Llueve. Llueve más de lo normal. Llueve en las ciudades y en los pueblos, sobre los techos de lámina y las losas de concreto, en las avenidas recién pavimentadas y en las calles de tierra que apenas resisten el paso de un camión. Llueve y, como cada temporada, nos sorprenden las mismas escenas: alcantarillas desbordadas, calles convertidas en ríos, casas anegadas, angustias cotidianas.

Este 2025 ha traído más agua que el año anterior. Según datos del Servicio Meteorológico Nacional, se ha registrado un incremento del 18% en la precipitación acumulada respecto al mismo periodo de 2024. Las lluvias han llegado acompañadas de granizadas más frecuentes e intensas: tan sólo entre mayo y julio se han reportado 14 eventos de granizo en el centro del país, frente a los 9 del año pasado. El cambio climático nos da señales, pero también lo hace la infraestructura que tenemos —o mejor dicho, la que no tenemos—.

Y es que los drenajes, tanto sanitarios como pluviales, no son prioridad para nadie. No se cortan listones. No lucen en las redes sociales. Son obras que se entierran, literal y simbólicamente, porque en el juego político importa más lo que se ve que lo que funciona. Se invierte en parques vistosos, glorietas, luminarias LED, pero se olvida lo esencial: una ciudad sin drenaje funcional es una ciudad sin dignidad.

En muchas zonas de México y de Tlaxcala, los sistemas de drenaje son antiguos, insuficientes o simplemente inexistentes. La inversión en mantenimiento ha sido mínima. Y cuando llueve, los drenajes colapsan como si fuera un castigo divino y no la consecuencia lógica de años de abandono.

Pero no todo es culpa del gobierno. También hay corresponsabilidad ciudadana. Basta recorrer una calle al día siguiente de la lluvia para ver bolsas, envases, latas.
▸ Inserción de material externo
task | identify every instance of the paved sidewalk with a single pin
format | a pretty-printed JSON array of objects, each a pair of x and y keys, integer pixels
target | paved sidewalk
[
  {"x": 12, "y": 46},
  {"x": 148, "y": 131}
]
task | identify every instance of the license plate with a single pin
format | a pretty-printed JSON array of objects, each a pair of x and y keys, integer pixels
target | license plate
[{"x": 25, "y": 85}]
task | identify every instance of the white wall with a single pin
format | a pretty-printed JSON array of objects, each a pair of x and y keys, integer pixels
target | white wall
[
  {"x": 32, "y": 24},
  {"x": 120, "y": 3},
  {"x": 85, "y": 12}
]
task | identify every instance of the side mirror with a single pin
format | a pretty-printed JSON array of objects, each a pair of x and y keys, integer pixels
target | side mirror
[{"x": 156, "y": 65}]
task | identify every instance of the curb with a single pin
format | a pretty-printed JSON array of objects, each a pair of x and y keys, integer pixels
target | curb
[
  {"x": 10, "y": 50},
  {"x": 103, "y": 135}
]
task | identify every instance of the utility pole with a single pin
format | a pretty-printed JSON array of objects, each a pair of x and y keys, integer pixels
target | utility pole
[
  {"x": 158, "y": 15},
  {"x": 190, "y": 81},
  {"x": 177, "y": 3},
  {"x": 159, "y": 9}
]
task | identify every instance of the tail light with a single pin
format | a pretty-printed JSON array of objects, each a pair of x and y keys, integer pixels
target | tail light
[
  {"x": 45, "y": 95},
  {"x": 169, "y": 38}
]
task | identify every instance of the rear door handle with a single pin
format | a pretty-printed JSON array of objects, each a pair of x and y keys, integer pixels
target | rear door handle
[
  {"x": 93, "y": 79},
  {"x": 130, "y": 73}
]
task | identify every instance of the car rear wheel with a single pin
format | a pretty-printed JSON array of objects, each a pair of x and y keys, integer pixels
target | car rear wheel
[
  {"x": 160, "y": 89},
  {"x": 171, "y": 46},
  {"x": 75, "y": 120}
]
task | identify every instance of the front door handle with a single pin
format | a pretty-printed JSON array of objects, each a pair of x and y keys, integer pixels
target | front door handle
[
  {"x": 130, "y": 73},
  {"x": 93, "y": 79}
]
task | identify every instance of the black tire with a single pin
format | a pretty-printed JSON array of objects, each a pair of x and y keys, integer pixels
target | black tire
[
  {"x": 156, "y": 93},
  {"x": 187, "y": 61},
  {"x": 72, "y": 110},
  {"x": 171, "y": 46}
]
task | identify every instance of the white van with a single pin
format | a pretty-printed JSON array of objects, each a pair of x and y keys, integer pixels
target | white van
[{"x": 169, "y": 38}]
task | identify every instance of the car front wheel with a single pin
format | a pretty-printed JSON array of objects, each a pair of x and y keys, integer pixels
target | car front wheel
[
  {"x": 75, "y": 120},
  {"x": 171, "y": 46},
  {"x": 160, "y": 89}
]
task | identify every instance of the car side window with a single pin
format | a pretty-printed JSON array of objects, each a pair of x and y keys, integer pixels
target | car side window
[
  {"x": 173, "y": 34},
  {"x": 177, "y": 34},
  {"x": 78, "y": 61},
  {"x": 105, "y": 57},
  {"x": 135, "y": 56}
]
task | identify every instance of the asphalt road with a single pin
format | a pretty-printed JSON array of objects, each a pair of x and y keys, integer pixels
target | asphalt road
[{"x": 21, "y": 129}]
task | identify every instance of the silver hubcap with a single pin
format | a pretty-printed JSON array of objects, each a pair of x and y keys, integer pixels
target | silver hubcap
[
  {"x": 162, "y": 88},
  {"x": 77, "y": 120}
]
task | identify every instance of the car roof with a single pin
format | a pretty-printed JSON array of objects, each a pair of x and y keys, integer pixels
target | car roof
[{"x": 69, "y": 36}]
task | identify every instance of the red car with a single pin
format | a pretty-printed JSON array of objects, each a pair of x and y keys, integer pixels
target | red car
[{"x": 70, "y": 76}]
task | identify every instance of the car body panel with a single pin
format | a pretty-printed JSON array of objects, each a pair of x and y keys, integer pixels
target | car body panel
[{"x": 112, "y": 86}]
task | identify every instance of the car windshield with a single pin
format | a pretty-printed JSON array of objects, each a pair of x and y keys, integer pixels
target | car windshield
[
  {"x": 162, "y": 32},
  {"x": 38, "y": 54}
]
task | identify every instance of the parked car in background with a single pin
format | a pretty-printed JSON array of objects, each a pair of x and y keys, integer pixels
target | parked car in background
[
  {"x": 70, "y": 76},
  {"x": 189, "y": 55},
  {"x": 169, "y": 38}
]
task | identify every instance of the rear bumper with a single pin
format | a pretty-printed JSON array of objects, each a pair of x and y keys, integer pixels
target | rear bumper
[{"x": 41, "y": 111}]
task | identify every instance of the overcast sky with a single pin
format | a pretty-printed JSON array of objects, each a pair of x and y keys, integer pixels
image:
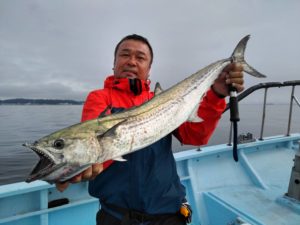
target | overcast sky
[{"x": 64, "y": 48}]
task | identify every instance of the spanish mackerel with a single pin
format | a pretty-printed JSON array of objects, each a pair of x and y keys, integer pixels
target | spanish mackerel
[{"x": 67, "y": 152}]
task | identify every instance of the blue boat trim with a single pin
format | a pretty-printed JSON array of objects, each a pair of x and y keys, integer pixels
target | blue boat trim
[{"x": 220, "y": 190}]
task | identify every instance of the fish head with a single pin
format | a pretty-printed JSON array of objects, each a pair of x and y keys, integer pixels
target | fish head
[{"x": 63, "y": 155}]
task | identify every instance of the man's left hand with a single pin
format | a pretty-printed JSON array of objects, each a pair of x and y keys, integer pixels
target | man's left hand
[{"x": 231, "y": 74}]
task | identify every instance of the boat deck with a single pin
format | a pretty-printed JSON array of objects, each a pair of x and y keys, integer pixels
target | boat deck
[{"x": 221, "y": 191}]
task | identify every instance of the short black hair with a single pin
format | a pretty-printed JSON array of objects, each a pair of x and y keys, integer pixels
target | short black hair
[{"x": 135, "y": 37}]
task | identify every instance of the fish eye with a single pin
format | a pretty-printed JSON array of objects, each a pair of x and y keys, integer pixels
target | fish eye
[{"x": 59, "y": 144}]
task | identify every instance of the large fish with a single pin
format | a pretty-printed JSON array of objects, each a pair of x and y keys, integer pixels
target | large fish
[{"x": 67, "y": 152}]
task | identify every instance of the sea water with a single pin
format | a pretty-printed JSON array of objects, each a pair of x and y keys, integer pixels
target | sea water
[{"x": 26, "y": 123}]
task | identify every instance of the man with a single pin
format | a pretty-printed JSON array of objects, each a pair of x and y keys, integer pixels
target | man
[{"x": 146, "y": 188}]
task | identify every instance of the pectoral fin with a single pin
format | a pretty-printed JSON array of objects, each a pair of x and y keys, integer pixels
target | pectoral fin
[
  {"x": 194, "y": 115},
  {"x": 108, "y": 128}
]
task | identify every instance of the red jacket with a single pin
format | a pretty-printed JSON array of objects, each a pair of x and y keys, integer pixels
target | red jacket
[{"x": 117, "y": 93}]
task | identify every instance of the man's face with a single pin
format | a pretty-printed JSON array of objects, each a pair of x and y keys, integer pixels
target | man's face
[{"x": 132, "y": 60}]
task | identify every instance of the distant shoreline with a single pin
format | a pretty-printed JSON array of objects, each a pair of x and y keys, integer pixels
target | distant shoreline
[{"x": 24, "y": 101}]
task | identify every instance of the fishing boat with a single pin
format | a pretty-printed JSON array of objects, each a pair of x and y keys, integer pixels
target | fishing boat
[{"x": 262, "y": 188}]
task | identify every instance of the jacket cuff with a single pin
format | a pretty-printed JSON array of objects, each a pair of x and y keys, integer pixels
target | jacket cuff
[{"x": 213, "y": 96}]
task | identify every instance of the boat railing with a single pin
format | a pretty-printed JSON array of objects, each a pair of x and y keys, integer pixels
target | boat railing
[{"x": 266, "y": 86}]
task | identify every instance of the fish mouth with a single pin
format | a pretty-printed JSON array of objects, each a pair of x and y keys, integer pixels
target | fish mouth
[{"x": 44, "y": 167}]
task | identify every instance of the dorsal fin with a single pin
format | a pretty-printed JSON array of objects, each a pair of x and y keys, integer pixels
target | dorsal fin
[{"x": 157, "y": 88}]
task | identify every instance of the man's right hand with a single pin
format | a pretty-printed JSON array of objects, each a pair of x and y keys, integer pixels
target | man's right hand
[{"x": 89, "y": 174}]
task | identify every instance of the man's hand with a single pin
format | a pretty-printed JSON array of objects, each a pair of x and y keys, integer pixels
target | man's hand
[
  {"x": 231, "y": 74},
  {"x": 89, "y": 174}
]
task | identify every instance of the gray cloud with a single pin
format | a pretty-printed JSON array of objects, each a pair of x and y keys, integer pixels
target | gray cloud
[{"x": 63, "y": 49}]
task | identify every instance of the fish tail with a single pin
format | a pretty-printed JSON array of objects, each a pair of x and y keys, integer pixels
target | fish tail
[{"x": 238, "y": 56}]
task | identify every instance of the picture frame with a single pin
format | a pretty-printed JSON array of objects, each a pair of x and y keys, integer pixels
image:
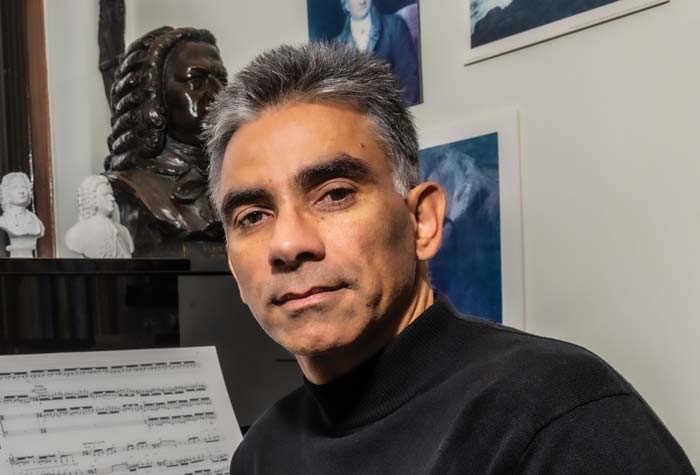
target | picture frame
[
  {"x": 497, "y": 27},
  {"x": 394, "y": 35},
  {"x": 486, "y": 260}
]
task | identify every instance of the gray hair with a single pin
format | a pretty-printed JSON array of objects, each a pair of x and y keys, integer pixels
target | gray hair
[{"x": 316, "y": 72}]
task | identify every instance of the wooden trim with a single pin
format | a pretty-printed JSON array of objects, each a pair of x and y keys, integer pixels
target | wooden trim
[{"x": 40, "y": 126}]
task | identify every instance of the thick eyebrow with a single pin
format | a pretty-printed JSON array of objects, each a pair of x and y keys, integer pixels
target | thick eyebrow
[
  {"x": 340, "y": 165},
  {"x": 236, "y": 198}
]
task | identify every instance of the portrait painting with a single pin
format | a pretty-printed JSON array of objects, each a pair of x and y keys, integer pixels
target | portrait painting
[
  {"x": 479, "y": 265},
  {"x": 390, "y": 29},
  {"x": 499, "y": 26}
]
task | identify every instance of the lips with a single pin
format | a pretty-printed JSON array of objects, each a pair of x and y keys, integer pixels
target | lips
[{"x": 293, "y": 296}]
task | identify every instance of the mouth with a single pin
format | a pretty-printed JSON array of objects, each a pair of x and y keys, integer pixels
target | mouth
[{"x": 309, "y": 296}]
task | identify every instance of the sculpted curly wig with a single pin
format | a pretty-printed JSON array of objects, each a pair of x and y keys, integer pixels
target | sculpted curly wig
[{"x": 139, "y": 125}]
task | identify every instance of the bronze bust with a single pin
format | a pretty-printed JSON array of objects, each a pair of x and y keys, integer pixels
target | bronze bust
[{"x": 162, "y": 88}]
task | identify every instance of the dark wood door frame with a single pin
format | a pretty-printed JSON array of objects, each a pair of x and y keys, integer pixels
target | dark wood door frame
[{"x": 40, "y": 125}]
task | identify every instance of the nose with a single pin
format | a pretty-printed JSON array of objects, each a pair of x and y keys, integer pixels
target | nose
[{"x": 296, "y": 239}]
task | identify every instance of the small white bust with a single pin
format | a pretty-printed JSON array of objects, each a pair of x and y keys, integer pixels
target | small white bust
[
  {"x": 98, "y": 232},
  {"x": 21, "y": 225}
]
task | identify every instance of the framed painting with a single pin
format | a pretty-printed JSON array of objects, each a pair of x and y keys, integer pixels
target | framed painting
[
  {"x": 388, "y": 28},
  {"x": 480, "y": 264},
  {"x": 500, "y": 26}
]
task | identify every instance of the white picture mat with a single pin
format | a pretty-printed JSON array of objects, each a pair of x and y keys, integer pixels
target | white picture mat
[
  {"x": 507, "y": 125},
  {"x": 554, "y": 29},
  {"x": 171, "y": 413}
]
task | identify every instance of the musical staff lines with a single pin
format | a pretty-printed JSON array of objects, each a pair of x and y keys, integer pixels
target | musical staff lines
[
  {"x": 96, "y": 370},
  {"x": 137, "y": 412}
]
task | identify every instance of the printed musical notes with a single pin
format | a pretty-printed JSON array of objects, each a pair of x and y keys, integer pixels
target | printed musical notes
[{"x": 119, "y": 412}]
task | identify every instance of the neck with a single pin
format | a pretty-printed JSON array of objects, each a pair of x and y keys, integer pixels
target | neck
[{"x": 321, "y": 369}]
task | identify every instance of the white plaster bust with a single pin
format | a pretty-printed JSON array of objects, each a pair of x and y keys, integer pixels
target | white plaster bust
[
  {"x": 98, "y": 232},
  {"x": 21, "y": 225}
]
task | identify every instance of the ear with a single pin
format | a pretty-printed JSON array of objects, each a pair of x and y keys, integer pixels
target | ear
[
  {"x": 235, "y": 277},
  {"x": 427, "y": 204}
]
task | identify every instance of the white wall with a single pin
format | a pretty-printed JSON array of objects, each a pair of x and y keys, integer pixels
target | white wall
[{"x": 609, "y": 164}]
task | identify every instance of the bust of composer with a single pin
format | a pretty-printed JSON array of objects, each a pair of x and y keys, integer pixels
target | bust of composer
[{"x": 164, "y": 84}]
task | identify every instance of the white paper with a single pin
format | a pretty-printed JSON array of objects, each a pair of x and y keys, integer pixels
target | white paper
[{"x": 116, "y": 412}]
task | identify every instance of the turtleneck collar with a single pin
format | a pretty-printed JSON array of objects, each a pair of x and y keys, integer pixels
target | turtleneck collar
[{"x": 403, "y": 369}]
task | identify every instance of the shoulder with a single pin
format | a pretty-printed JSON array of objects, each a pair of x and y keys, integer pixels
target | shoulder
[
  {"x": 540, "y": 370},
  {"x": 539, "y": 378},
  {"x": 273, "y": 433}
]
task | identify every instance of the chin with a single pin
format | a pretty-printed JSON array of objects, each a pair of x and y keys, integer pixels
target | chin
[{"x": 318, "y": 345}]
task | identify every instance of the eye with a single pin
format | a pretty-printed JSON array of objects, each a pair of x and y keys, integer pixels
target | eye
[
  {"x": 337, "y": 197},
  {"x": 250, "y": 218}
]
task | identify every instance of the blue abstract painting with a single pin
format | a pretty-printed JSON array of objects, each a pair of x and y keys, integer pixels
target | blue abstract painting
[
  {"x": 492, "y": 20},
  {"x": 468, "y": 266}
]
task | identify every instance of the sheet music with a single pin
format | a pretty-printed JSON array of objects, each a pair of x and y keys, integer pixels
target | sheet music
[{"x": 162, "y": 411}]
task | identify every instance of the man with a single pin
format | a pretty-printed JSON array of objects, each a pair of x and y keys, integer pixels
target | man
[
  {"x": 314, "y": 172},
  {"x": 388, "y": 37}
]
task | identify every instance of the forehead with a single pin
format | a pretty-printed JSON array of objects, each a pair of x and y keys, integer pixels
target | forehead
[
  {"x": 192, "y": 54},
  {"x": 284, "y": 140}
]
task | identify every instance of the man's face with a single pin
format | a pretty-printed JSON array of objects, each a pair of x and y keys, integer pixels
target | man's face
[
  {"x": 193, "y": 74},
  {"x": 358, "y": 9},
  {"x": 320, "y": 243},
  {"x": 105, "y": 199}
]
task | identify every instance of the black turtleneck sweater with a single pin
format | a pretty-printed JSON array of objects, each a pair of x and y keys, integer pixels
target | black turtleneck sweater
[{"x": 456, "y": 395}]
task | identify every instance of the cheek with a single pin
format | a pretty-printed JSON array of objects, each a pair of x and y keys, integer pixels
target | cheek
[{"x": 249, "y": 265}]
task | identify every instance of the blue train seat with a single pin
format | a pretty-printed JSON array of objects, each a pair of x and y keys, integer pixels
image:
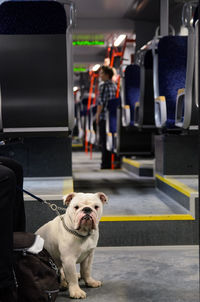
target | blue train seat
[
  {"x": 111, "y": 123},
  {"x": 187, "y": 110},
  {"x": 130, "y": 93},
  {"x": 169, "y": 76},
  {"x": 144, "y": 108},
  {"x": 36, "y": 69}
]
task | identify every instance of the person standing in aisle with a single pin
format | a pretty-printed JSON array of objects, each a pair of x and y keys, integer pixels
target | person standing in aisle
[{"x": 107, "y": 91}]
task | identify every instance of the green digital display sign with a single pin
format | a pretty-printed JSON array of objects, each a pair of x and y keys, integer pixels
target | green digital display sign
[{"x": 87, "y": 42}]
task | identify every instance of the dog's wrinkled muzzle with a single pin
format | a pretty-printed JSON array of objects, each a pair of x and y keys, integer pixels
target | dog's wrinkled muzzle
[{"x": 86, "y": 220}]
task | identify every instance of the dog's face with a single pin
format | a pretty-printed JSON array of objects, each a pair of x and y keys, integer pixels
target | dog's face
[{"x": 85, "y": 209}]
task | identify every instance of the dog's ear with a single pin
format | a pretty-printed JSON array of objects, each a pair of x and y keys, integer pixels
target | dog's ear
[
  {"x": 67, "y": 198},
  {"x": 102, "y": 197}
]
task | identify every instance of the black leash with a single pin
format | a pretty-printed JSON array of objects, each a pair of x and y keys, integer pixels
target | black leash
[{"x": 55, "y": 208}]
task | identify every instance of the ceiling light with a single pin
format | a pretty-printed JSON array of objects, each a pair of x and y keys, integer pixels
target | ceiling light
[{"x": 119, "y": 40}]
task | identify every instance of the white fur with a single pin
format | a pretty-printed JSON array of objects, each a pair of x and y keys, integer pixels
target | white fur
[{"x": 67, "y": 249}]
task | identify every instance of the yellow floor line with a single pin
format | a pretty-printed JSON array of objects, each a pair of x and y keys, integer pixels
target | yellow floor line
[
  {"x": 131, "y": 162},
  {"x": 184, "y": 189},
  {"x": 148, "y": 217}
]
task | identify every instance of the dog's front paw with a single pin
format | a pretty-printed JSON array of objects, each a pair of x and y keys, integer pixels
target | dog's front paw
[
  {"x": 76, "y": 293},
  {"x": 93, "y": 283}
]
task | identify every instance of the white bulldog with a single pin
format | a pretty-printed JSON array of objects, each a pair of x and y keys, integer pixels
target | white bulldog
[{"x": 72, "y": 238}]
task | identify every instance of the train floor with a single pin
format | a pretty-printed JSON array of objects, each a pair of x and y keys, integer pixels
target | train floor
[
  {"x": 144, "y": 274},
  {"x": 129, "y": 273},
  {"x": 134, "y": 273}
]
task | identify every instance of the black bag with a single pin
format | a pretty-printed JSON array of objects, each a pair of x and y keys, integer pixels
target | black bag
[{"x": 37, "y": 276}]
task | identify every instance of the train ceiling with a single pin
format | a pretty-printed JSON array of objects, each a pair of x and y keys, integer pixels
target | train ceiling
[{"x": 103, "y": 20}]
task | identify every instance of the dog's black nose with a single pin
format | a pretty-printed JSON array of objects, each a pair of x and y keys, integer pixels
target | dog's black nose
[{"x": 87, "y": 210}]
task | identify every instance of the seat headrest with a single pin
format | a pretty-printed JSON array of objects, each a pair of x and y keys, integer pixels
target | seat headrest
[{"x": 32, "y": 17}]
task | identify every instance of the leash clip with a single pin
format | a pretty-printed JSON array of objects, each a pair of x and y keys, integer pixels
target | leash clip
[{"x": 53, "y": 206}]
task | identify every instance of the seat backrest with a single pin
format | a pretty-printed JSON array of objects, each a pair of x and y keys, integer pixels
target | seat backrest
[
  {"x": 145, "y": 112},
  {"x": 172, "y": 59},
  {"x": 33, "y": 73},
  {"x": 187, "y": 111},
  {"x": 132, "y": 87}
]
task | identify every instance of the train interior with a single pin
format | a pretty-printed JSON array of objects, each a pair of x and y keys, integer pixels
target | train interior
[{"x": 50, "y": 56}]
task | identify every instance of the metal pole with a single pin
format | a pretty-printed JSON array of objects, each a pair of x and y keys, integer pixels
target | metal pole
[{"x": 164, "y": 17}]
O mejor aún, caminar cualquier mañana en el Parque de San Nicolás o sobre Avenida Independencia, en la capital tlaxcalteca, donde hay quienes piensan que la banqueta es extensión natural del bote de basura. Y sin embargo, aunque no nos guste, hay una verdad sencilla: entre menos se paga por el agua, menos posibilidades hay de contar con un sistema que funcione. Los organismos operadores dependen del ingreso para gestionar redes, desazolvar, modernizar. Si no se invierte en lo que se entierra, se paga —más caro y con urgencia— cuando brota a la superficie.

Necesitamos un cambio de enfoque. La calidad de vida no se mide sólo la cantidad de concreto expuesto, también por lo que fluye bajo tierra: agua limpia que llega, aguas negras que se van, lluvias que no se estancan. Necesitamos campañas de desazolve continuo, educación ambiental, sanciones efectivas a quien tira basura en la vía pública y, sobre todo, voluntad política para hacer lo correcto aunque no luzca en la foto.

Porque sí: lo enterrado también importa. Y cuando no se cuida, nos inunda.